Po ogłoszeniu wyników konkursu i wręczeniu nagród zwycięzcom Przewodnicząca Jury, P. Dorota Cieślik, odczytała fragmenty tekstu „Z łezką w oku” autorstwa P. Leopolda Kubielasa. Autor przyjechał na rozstrzygnięcie konkursu aż z Legnicy. Mimo iż los zawiódł go w inne strony kraju, do dziś z sentymentem wspomina lata spędzone w naszej szkole oraz nauczycieli, którzy go uczyli.
Oto fragment jego pracy konkursowej:
(…)
Dzisiaj w mojej głowie, pokrytej siwizną często rodzi się jedno marzenie, które w całości już tylko wirtualnie może się spełnić. Ech …, jeszcze raz usiąść w ławce klasy Szkoły Podstawowej w Sienicznie, i w obecności wszystkich NAUCZYCIELI tej szkoły z którymi los mnie zetknął w przeszłości, usłyszeć od jej Kierownika Pana Stanisława Knapika:
– „Leopold, po wnikliwym zapoznaniu się z twoimi osiągnięciami życiowymi i zawodowymi, decyzją Rady Pedagogicznej naszej szkoły zostałeś uznany za godnego spełniania naszych wcześniejszych oczekiwań – następcę – w procesie edukowania przyszłych pokoleń!”.
A ja z łezką w oku (łzami w oczach!) serdecznie podziękowałbym moim ukochanym pedagogom za to wszystko co uczynili, abym stał się tym, kim obecnie jestem. Bo chociaż uczyłem się w różnych szkołach, to najcieplej wspominam nauczycieli z Sieniczna i uważam, że to przede wszystkim Oni uczyli mnie „jak uczciwie i mądrze żyć”. Dlatego często z sentymentem odwiedzam stronę internetową (Mojej!) szkoły w Sienicznie, bo wierzę , że jak głoszą słowa szkolnej pieśni, nadal są w niej : „…Wspaniali uczniowie i nauczyciele!”
Nauczycielom, tym żyjącym i tym którzy od nas odeszli dedykuję te wspomnienia. (…)
Wzruszające zakończenie ma Praca Pani Zdzisławy Karoń z Sieniczna, laureatki II miejsca:
(…)
Z ogromnym sentymentem wspominam swój pobyt w szkole i ukochanych pedagogów, którzy rozpalili we mnie bezgraniczne pragnienie wiedzy.
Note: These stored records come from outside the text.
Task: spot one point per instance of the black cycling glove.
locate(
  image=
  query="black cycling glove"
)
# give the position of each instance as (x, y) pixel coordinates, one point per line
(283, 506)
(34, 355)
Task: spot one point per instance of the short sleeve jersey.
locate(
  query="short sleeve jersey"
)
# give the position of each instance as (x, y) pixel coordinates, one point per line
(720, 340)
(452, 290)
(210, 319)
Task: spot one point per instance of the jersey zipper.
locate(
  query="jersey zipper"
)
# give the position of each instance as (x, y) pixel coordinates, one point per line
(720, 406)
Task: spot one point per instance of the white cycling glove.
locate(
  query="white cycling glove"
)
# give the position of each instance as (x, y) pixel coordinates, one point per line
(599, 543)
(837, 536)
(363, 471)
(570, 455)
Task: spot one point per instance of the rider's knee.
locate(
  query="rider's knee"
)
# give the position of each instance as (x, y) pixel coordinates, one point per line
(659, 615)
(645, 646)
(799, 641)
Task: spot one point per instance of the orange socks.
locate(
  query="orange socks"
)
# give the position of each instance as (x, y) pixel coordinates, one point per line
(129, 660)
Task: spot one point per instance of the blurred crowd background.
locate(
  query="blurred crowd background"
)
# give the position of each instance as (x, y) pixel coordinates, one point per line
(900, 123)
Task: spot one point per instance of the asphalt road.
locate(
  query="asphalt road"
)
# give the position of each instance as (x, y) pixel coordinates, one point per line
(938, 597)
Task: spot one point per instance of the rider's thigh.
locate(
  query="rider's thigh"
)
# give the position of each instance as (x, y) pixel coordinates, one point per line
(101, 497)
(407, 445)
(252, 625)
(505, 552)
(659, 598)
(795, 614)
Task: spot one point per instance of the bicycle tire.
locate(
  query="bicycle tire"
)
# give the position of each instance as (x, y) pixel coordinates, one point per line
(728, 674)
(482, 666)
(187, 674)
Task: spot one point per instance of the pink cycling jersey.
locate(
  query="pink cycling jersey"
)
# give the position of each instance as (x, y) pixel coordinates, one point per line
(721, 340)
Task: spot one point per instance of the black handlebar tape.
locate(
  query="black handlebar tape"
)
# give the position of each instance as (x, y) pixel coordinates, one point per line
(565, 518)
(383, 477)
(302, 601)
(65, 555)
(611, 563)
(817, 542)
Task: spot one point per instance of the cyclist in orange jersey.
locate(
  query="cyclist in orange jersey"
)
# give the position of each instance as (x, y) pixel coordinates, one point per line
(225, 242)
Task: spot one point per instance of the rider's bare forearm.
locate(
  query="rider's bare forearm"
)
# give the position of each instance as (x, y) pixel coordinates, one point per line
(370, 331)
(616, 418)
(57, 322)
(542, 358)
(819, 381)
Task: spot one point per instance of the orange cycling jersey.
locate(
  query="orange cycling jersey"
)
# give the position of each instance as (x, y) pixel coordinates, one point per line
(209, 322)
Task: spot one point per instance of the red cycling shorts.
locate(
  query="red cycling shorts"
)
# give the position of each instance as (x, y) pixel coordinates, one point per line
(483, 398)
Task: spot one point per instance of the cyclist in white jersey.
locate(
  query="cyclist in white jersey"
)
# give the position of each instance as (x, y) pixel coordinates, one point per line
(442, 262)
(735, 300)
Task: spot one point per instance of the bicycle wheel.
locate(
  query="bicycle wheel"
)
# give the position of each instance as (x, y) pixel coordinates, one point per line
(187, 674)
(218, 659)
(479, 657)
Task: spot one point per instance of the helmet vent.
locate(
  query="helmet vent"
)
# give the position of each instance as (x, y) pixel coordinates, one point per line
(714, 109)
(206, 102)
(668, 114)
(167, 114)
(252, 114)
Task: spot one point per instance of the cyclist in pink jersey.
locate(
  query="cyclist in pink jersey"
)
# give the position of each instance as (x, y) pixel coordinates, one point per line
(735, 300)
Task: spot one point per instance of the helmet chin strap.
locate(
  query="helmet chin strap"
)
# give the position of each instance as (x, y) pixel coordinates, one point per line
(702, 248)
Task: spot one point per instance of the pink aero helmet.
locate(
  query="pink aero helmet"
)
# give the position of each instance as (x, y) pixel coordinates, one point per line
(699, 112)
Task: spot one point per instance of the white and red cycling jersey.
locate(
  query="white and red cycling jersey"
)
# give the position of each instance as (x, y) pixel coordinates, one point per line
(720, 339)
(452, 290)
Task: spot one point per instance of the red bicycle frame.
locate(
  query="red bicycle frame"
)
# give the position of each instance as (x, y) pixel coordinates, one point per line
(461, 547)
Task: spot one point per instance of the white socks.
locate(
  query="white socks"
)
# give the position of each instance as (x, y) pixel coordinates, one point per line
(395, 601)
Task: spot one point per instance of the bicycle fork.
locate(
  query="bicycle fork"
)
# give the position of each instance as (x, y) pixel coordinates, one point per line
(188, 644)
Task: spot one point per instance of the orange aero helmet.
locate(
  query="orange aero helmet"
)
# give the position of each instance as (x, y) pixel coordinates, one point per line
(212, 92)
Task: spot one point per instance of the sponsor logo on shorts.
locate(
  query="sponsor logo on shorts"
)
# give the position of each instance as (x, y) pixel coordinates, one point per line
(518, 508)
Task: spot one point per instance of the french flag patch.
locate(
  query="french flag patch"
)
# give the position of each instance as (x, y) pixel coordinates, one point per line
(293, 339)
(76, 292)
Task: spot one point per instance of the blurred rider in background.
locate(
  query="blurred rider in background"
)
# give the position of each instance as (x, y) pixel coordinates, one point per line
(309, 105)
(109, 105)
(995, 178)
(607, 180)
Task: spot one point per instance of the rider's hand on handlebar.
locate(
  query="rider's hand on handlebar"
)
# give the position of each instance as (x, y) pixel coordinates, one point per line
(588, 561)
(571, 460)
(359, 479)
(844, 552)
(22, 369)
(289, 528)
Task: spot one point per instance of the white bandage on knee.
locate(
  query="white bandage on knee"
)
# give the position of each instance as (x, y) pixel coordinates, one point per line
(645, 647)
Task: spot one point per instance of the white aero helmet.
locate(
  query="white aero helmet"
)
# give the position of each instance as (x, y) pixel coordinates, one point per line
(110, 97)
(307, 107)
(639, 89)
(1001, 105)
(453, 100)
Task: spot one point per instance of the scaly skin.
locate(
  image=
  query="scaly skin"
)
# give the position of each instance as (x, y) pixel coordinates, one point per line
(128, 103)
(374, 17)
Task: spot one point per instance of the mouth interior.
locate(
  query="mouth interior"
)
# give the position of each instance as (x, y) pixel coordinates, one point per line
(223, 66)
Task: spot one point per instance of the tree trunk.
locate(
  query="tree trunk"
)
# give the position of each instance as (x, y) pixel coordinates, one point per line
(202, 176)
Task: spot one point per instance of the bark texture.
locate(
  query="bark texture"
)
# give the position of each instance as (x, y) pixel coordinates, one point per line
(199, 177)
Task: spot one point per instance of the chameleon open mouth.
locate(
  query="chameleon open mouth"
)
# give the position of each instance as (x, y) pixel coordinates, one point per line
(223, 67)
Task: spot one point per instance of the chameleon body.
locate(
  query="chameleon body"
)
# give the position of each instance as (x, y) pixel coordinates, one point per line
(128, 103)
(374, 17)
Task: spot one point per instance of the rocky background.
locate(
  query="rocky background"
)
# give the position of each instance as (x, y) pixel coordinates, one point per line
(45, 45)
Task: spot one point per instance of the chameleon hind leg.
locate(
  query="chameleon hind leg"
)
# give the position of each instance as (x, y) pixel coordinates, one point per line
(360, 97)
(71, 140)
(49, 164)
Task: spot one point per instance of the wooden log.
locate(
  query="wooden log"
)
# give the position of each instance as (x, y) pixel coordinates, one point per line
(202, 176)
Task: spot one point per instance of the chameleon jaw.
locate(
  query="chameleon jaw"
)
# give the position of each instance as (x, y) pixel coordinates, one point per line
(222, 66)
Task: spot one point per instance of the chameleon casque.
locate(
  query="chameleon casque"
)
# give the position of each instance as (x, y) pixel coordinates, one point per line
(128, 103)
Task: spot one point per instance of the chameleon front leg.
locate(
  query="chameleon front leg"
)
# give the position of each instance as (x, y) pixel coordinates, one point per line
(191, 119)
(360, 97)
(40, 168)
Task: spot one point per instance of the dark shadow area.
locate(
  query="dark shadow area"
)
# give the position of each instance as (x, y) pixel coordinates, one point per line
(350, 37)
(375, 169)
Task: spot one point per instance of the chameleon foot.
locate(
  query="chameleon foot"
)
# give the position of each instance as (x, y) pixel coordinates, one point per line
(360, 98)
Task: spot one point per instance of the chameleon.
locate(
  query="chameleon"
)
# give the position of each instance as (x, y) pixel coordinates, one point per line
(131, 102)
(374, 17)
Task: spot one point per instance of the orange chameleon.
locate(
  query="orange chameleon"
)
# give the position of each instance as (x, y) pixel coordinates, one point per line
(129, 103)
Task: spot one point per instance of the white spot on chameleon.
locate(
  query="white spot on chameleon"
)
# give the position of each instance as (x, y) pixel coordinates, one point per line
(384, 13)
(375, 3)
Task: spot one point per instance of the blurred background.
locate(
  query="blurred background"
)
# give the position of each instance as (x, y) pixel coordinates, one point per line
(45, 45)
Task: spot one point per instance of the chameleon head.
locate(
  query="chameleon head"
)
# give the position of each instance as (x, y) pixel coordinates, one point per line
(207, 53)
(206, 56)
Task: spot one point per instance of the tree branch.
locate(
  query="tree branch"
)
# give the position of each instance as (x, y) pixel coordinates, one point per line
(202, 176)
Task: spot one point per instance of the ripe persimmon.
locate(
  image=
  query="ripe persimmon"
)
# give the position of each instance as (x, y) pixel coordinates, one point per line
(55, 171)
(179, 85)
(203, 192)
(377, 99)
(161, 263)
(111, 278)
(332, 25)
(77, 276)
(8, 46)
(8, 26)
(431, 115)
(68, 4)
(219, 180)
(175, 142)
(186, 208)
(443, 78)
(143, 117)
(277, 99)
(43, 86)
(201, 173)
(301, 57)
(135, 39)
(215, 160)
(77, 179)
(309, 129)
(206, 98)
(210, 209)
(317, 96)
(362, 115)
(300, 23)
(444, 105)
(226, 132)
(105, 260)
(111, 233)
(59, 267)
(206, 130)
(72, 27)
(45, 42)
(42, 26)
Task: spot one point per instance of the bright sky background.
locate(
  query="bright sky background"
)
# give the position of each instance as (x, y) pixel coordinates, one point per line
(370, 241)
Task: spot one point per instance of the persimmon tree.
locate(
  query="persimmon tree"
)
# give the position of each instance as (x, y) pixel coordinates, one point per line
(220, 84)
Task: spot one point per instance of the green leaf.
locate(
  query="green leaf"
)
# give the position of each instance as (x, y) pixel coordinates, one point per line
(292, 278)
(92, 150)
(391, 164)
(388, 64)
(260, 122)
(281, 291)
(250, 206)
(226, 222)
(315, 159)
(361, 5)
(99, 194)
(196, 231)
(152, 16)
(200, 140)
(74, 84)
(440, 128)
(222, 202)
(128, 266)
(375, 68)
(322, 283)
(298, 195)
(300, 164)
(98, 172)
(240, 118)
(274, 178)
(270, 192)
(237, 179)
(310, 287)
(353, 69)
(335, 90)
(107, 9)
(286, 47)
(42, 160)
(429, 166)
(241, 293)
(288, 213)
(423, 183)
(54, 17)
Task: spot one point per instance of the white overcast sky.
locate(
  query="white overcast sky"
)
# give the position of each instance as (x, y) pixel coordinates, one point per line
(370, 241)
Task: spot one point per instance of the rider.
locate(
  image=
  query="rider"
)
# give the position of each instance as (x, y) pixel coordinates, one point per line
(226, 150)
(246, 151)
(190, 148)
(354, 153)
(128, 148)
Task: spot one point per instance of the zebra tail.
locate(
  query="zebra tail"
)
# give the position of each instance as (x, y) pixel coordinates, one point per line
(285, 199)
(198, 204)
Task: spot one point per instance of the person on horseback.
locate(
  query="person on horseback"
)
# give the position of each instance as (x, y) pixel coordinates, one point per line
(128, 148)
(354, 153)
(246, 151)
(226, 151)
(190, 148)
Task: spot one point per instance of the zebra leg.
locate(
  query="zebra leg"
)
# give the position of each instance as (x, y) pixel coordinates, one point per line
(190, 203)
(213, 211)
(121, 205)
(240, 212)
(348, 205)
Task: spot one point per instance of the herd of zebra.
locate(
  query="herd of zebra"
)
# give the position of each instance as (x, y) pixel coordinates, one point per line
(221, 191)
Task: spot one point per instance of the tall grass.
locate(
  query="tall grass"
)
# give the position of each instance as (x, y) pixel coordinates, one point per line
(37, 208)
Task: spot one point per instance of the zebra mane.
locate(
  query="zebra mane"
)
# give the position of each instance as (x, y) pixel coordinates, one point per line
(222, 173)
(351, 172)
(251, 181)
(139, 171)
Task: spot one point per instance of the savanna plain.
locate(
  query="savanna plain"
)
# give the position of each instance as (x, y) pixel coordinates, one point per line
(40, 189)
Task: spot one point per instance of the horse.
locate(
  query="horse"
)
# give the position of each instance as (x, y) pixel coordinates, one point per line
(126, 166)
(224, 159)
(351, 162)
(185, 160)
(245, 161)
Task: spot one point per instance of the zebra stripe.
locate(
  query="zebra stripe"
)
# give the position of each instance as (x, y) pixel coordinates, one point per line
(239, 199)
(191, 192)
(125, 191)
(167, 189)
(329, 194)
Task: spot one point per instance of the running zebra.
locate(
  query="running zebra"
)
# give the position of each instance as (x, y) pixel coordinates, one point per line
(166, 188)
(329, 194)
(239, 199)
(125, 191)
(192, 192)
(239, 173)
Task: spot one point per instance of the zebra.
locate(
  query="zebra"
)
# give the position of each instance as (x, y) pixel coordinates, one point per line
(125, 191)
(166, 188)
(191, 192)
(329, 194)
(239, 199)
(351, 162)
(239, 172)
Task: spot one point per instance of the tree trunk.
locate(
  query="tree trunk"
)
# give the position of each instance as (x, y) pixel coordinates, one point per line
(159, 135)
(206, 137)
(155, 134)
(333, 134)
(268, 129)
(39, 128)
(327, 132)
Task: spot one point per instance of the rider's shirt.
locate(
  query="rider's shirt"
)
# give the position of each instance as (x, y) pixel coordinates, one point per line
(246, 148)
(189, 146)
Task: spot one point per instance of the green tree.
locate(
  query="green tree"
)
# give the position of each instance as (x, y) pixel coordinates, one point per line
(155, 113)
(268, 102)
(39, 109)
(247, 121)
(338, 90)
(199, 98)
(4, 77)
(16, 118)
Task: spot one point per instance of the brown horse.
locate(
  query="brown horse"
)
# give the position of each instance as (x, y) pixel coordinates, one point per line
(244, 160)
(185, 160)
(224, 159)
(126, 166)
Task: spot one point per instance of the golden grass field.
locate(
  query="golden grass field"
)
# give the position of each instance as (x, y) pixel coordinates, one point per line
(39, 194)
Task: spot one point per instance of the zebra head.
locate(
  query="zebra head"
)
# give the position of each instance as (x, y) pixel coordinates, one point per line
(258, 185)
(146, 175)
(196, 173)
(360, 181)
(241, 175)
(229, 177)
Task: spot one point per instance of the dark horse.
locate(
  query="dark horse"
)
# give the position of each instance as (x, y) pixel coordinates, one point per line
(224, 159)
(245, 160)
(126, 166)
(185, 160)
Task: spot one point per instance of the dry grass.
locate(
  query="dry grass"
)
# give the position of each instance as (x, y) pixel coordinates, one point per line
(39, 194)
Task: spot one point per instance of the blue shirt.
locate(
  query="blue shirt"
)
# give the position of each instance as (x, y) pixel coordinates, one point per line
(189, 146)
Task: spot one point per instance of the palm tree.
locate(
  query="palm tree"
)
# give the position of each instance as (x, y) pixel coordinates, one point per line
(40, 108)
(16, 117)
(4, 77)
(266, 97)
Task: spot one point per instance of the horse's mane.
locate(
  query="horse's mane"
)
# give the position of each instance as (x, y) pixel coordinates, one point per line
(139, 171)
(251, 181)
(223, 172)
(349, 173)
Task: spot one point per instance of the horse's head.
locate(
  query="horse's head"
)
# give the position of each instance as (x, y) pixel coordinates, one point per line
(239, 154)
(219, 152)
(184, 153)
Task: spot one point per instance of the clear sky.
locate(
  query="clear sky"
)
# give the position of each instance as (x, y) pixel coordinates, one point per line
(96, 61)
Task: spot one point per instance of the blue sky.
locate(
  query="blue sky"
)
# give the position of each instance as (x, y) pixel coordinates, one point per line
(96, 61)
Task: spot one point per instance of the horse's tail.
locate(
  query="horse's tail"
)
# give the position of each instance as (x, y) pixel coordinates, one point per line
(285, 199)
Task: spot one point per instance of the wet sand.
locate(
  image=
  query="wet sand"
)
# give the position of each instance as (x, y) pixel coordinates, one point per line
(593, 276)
Czas jednak płynie nieubłaganie, zaciera wspomnienia szkolnych czasów… pozostaje nam tylko to, co wynieśliśmy z tego okresu. Ja ze szkoły oprócz wiedzy wyniosłam ogromny szacunek do nauczycieli, którzy byli moimi przewodnikami przez meandry nauki i życia.
Z mijającym czasem zmieniają się również kolejne pokolenia uczniów, nauczyciele dają miejsce następcom. Nieustanna migracja.
20.VII.1965 roku szkoła dostała nową siedzibę w budynku wybudowanym w dużej mierze ze składek mieszkańców. Przy placówce powstało przedszkole, a z biegiem czasu bardzo potrzebna sala gimnastyczna. W nowej szkole naukę pobierały moje dzieci, wnuczka, a teraz startuje prawnuczek.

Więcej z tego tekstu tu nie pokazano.